Outro absurdo. Segundo a matéria mencionada do “Tudo Sobre Floripa”, na ação o procurador federal Maurício Pessutto penaliza também a UFSC. Ora, mas o que a UFSC tem a ver com isso para ser responsabilizada? A matéria sequer foi vinculada na página oficial da universidade, mas sim em um grupo da rede social que usa o nome UFSC. O simples uso do nome UFSC, ou parte dele por terceiros, não identifica o grupo como representando institucionalmente a universidade, da mesma forma que APUFSC, SINTUFSC, e inúmeros outros grupos que mantêm páginas na internet com alguma menção a UFSC, são entidades distintas.
Vemos então claramente que a ação movida pelo procurador da República Maurício Pessutto em resposta a uma representação do CEPAL carece de fundamentação, é injusta e cerceia a liberdade de expressão do aluno, pois se há alguma suposta conotação racista na foto ela não foi feita pelo aluno, mas foi fruto de uma interpretação e de um exercício de imaginação exagerado por parte de terceiros, que sugere um precedente perigoso a ação de coletivos que passam a exercer um bully coletivo sobre o indivíduo. O candidato a presidente pelo PRTB nas últimas eleições, Levy Fidelix, passou por uma situação semelhante tendo sido acusado de homofobia por coletivos LGBT e simpatizantes do PSOL por conta de uma declaração que dera num debate ao responder a uma pergunta provocativa da candidata do PSOL. Recentemente, a justiça inocentou Levy, algo que era evidente, contudo, é lamentável que o dinheiro do contribuinte seja gasto em ações que servem aos interesses de movimentos coletivos ávidos para enquadrar e calar, pela força da lei, seus desafetos.

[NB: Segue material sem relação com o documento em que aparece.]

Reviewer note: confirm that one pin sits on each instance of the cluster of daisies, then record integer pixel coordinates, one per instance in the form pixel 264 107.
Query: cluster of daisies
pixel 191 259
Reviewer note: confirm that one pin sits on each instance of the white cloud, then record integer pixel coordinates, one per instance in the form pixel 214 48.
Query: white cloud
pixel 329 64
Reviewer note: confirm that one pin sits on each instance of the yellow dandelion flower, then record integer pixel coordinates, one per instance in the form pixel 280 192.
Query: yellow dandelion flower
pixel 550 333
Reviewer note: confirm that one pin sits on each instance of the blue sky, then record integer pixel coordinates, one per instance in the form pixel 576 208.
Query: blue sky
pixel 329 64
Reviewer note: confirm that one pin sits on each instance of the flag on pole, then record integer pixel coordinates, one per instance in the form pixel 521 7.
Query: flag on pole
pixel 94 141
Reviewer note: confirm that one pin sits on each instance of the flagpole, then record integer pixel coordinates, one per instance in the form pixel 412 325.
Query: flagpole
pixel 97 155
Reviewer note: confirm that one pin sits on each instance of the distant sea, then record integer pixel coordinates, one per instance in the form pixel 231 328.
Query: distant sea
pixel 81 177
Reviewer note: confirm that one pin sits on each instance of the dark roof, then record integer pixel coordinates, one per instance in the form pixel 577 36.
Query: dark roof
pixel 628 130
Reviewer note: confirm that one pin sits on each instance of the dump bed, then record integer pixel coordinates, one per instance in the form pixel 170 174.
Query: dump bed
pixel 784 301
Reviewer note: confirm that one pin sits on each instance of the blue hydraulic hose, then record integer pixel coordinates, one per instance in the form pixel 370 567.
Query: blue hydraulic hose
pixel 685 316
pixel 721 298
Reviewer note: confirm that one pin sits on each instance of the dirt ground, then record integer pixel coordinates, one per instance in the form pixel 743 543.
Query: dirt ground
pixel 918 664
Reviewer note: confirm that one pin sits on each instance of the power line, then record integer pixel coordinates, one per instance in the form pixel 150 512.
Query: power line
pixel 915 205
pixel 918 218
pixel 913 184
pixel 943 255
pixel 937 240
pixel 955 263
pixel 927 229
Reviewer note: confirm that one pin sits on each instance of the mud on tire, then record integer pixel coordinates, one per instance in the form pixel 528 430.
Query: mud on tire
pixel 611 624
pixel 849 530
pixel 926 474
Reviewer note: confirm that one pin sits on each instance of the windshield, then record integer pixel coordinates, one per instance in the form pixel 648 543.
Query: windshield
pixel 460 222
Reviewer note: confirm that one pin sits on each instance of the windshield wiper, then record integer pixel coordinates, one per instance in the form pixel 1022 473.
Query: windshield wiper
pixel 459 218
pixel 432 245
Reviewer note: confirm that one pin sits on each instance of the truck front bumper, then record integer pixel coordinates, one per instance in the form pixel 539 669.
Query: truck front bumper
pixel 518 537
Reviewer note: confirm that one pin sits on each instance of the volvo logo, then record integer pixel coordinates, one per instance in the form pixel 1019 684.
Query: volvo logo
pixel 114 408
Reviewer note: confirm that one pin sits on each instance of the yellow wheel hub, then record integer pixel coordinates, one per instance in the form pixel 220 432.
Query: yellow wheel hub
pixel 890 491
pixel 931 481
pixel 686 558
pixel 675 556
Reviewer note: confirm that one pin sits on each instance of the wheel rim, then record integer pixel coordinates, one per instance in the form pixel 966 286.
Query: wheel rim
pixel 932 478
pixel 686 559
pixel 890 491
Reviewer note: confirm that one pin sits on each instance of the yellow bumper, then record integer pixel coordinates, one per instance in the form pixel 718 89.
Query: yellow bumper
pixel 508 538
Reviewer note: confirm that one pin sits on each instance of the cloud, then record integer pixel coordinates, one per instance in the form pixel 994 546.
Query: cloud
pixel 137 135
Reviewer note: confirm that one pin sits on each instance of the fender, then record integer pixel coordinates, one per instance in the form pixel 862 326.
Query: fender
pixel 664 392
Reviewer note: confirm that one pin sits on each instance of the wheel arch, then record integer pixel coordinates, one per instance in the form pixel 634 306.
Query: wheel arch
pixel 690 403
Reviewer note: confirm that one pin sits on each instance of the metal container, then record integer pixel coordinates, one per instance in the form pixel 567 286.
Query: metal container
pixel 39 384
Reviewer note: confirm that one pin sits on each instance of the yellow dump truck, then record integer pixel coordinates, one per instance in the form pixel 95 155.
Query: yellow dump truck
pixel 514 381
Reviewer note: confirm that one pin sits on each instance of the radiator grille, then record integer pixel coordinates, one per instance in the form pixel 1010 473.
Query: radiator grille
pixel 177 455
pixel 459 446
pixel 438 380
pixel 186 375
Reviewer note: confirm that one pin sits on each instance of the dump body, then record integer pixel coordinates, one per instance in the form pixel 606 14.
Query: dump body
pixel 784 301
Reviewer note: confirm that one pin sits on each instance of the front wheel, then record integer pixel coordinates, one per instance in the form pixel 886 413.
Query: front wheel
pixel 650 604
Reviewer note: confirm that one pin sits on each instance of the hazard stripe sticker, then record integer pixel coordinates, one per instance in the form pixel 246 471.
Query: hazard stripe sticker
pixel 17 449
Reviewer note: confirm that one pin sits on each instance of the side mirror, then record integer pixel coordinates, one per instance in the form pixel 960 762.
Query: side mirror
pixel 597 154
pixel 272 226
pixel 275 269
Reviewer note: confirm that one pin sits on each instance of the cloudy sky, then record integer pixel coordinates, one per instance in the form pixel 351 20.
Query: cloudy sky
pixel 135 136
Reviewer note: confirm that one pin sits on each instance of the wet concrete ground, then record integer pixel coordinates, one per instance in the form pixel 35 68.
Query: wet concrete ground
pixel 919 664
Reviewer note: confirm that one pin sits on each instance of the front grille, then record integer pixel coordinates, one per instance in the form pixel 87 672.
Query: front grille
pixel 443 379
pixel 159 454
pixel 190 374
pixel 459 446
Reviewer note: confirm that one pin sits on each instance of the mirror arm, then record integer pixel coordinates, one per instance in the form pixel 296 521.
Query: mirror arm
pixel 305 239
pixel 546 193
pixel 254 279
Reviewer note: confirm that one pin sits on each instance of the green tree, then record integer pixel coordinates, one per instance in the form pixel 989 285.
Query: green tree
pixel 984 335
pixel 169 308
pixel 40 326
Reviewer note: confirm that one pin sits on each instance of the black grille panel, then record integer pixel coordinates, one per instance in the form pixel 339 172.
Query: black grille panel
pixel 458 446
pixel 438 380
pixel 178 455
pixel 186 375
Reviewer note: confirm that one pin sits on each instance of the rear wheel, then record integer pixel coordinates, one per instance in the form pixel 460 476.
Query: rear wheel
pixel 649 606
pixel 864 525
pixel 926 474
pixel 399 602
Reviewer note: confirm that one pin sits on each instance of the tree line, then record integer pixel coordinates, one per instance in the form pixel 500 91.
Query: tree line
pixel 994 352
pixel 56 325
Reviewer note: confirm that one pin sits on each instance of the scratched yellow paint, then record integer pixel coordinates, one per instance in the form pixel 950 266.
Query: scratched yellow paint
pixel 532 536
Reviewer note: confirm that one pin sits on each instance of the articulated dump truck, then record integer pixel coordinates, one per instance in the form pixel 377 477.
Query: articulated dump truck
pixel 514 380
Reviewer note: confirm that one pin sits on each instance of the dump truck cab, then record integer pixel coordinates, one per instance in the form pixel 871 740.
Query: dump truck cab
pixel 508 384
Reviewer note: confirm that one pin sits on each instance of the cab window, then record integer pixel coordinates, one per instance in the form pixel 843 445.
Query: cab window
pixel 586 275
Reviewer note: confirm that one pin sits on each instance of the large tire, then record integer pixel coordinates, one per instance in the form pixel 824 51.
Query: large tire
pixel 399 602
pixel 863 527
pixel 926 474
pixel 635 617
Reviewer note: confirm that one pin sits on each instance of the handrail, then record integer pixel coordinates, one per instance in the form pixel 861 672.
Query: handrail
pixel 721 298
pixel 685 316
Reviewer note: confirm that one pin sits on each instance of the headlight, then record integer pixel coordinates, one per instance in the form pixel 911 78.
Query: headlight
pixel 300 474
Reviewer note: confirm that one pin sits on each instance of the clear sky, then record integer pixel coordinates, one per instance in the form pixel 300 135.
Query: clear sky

é preciso colocar limites a ação de procuradores da República em casos desse tipo, onde a acusação em si é tênue e insustentável, pois é muito conveniente para um procurador mover ações, afinal, eles são muito bem pagos para realizar este ofício. Contudo, ao cidadão desprotegido que se vê diante de uma máquina estatal voraz com seus inúmeros procuradores espera-se o mínimo de bom senso e justiça. Em suma, se o custo de um processo associado a uma ação cível entre dois cidadãos recaí sobre aquele que perde a ação, o que ocorre quando o cidadão comum é alvo de uma ação de um procurador motivada pela representação ao ministério público de uma queixa de um coletivo? Enfim, como o cidadão comum pode se proteger de forma rápida e economicamente viável da ação movida por esses procuradores, e de coletivos que aparelham a máquina estatal? Que medidas deveriam ser aplicadas a um procurador que comprovadamente tenha agido de má fé na sua acusação?
Uma Última observação sobre este caso, que talvez ajude a refletir melhor sobre o evento em si. O então grupo em que foi publicada a foto pelo aluno da UFSC tinha o costume de realizar votações entre os membros do grupo (cerca de 5 mil pessoas) para escolher os seus moderadores. Curiosamente, após o evento da foto, e realizada a votação, o membro mais votado para ser moderador do grupo (com o dobro de votos do segundo colocado) foi exatamente o aluno que publicou a foto e acusado injustamente de racismo. Será isso uma indicação que os membros do grupo que o escolheu como moderador são racistas, ou será isso simplesmente uma desaprovação pública da injusta leitura racista que o movimento negro militante da UFSC desejou dar a foto?